Foundation models for electronic health records — pretrained on large-scale structured patient data — can convert longitudinal patient histories into predictions across a range of clinical tasks. The problem is that nobody can easily see why they reach a given conclusion. X-FEMR addresses this by training a separate Transformer-based surrogate model on input-output pairs from the original model, then identifying which individual tokens — discrete data points in the patient timeline — most influenced each prediction. The researchers also introduce a clinical alignment metric to measure whether the surrogate's key tokens match features that clinicians already recognize as meaningful.

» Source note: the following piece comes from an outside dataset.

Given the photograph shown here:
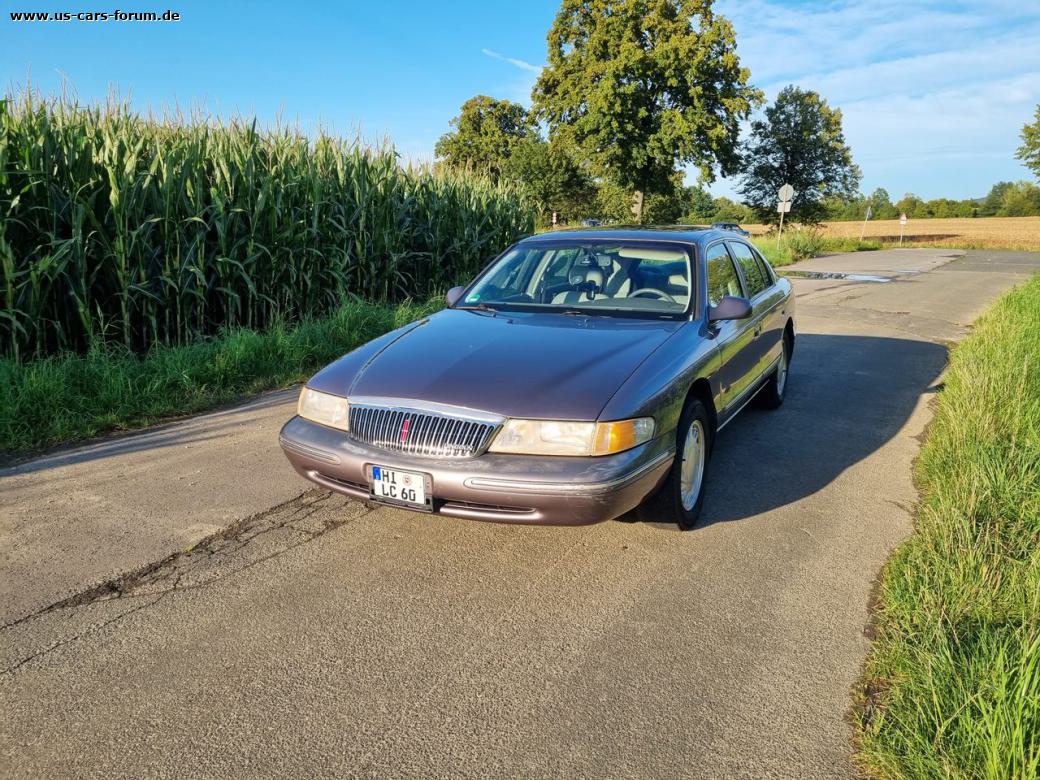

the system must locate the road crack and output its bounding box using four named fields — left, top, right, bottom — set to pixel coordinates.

left=0, top=490, right=373, bottom=675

Interpretability in clinical AI is not an academic footnote — it is a regulatory and safety issue. When a model flags a patient for sepsis risk or readmission, clinicians need a reason they can audit, not a confidence score they have to trust on faith. A token-level explanation that maps back to validated clinical features gives practitioners and regulators something concrete to scrutinize.
The surrogate approach is a well-worn technique in explainable AI — it is the same logic behind LIME and SHAP — but applying it specifically to health record foundation models with a domain-grounded evaluation metric is the novel step here. Whether the surrogate faithfully enough approximates the original model in edge cases, where clinical stakes are highest, is the question this paper raises without fully closing.